A DANÇA DE MESTRE-SALA E PORTA-BANDEIRA
“A dança de mestre-sala e porta-bandeira é como vôo de um beija-flor em torno de uma rosa, ele se aproxima, toca e sai. Volta a se aproximar, beija e sai. Nunca as ações são idênticas, e a rosa ao sabor do vento das asas do pássaro não permanece passiva, ela também dança.”
Wilma Nascimento
A criação da dupla Mestre-Sala e Porta-Bandeira, figuras importantes das escolas de samba, foi inspirada nos pares que saíam nos ranchos carnavalescos, conhecidos como balizas e porta-estandarte. O baliza, hoje Mestre-Sala, tinha a incumbência de defender sua companheira e o estandarte por ela carregado, uma vez que essa peça corria risco de ser arrebatada por componentes de outros grupos desfilantes, rivais.
O roubo ocorria, normalmente, no clímax da euforia momesca, quando as agremiações se encontravam e os mestres-salas, desenvolvendo o bailado, se descuidavam da proteção da porta-bandeira. Juvenal e Ceci, segundo alguns estudiosos, formaram o primeiro par de Mestre-Sala e Porta-Bandeira da primeira escola de samba carioca, a Deixa Falar.
A Porta-Bandeira é a figura mais representativa de uma escola de samba, pois a ela cabe a honra de conduzir o pavilhão da escola. Cabe a ela mostrar garbo, graça, elegância e sua dança não permite visagens desnecessárias. A Porta-Bandeira jamais se curva a qualquer pessoa, uma vez que ela ostenta o ponto máximo de uma escola que é seu pavilhão. O Mestre-Sala deve ser garboso e elegante no desenvolvimento da sua dança. As figuras do Mestre-Sala e Porta-Bandeira possuem visível inspiração nas cortes européias, e ainda hoje demonstram em suas evoluções a influência da danças de salão, valsas e minueto.

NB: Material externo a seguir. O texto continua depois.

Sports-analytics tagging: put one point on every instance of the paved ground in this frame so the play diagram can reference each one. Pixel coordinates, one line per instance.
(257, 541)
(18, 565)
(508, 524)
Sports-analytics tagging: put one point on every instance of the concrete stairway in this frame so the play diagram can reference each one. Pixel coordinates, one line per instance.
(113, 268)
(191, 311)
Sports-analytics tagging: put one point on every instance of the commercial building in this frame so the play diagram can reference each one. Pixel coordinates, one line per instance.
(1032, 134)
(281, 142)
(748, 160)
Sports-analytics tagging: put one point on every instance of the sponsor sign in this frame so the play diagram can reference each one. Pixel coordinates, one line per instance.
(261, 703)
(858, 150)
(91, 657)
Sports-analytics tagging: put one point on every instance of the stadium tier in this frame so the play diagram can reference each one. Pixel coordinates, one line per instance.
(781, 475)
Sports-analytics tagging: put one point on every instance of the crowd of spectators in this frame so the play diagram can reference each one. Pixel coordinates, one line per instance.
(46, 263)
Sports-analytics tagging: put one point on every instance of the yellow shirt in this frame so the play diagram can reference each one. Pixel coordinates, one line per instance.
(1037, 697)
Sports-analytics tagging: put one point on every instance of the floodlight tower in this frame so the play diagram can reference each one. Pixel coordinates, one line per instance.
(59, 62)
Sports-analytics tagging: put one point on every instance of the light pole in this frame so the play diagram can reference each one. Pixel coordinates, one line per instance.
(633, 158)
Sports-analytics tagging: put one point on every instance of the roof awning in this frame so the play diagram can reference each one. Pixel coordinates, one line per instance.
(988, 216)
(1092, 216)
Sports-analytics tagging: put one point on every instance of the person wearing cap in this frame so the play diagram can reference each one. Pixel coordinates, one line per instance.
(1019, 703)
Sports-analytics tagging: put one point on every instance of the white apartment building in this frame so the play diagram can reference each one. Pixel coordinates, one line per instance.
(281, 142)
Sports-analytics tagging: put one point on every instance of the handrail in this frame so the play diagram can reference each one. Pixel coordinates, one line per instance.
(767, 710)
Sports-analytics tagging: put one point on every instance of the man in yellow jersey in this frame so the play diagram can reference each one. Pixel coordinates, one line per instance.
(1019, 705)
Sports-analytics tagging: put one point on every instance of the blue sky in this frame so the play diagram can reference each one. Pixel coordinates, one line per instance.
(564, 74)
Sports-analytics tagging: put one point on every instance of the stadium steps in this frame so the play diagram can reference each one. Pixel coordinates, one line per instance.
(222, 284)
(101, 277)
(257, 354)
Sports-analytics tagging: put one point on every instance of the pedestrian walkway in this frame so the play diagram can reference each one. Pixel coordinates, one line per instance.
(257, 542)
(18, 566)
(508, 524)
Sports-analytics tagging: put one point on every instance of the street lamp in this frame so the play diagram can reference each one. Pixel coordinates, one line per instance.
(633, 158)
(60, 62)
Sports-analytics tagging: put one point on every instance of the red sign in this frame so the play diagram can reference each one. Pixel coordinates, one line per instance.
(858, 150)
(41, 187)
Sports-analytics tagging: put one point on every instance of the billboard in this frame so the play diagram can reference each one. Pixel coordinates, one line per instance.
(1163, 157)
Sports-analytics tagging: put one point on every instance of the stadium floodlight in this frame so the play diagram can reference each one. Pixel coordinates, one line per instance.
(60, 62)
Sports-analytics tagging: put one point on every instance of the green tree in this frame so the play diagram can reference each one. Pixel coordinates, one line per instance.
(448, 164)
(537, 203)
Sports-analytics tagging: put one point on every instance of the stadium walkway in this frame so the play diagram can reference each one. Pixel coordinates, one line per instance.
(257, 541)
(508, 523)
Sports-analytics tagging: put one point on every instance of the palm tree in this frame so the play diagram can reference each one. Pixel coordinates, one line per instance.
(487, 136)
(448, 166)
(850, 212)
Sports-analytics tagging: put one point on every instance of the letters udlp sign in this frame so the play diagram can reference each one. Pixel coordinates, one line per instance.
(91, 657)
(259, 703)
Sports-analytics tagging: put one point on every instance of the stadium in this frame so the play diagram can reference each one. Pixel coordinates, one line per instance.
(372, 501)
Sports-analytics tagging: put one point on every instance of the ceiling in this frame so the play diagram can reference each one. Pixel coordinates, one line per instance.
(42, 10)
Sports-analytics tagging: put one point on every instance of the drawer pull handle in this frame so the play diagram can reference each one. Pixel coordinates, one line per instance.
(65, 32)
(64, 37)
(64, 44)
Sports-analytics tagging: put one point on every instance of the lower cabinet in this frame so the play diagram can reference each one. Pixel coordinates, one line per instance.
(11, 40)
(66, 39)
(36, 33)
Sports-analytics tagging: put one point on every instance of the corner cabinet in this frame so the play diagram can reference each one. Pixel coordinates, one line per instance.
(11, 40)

Na função, a Porta-Bandeira e o Mestre-Sala se identificam plenamente. Pois executam um bailado no ritmo do samba, mas não devendo nunca sambar. Fazem constantes movimentos sincronizados, tem variedades de passos e entendem-se a um simples olhar, nunca se comunicando verbalmente.
O julgamento do casal de Mestre-Sala e Porta-Bandeira começou a ser feito em 1938. Porém, os pontos não valiam para a exibição dos personagens, apenas para a fantasia, critério sustentado até 1957. Apenas em 1958 começou a ser julgada a dança do casal em concurso oficial e, durante alguns anos, valia 20 pontos. Nos dias atuais, o casal é julgado como unidade, na dança, harmonia, postura e indumentária.
Quesito MS e PB
Porta-Bandeira e Mestre-Sala dançam conjuntamente, constantemente. Fazem movimentos sincronizados, têm variedades de passos e entendem-se com um simples olhar e, por isso mesmo, são julgados em conjunto.
O julgador não deve se impressionar pelas qualidades de apenas um dos componentes do par.
Deve ser observado, em relação ao par, o bailado com características próprias enriquecido pela capacidade de improvisação e inventiva do par (dança característica); graça, beleza e o domínio do Mestre-Sala e da Porta-Bandeira devem traduzir-se numa coordenação de movimentos do casal que permita sua apreciação em conjunto (harmonia), durante a exibição; o par deve demonstrar dignidade compatível com a dança (postura); o capricho e o bom gosto das fantasias devem devidamente apreciados, assim como constitui deslize durante a exibição que um ou outro perca parte da sua indumentária.
Os subquesitos de julgamento são:
- Harmonia: é a perfeita sincronização da dança do par;
- Movimentação: perfeito deslocamento da dupla durante todo o desfile;
- Postura: é a correta apresentação da dupla;
- Efeito: é a impressão causada pelas fantasias, a beleza e o bom gosto das mesmas.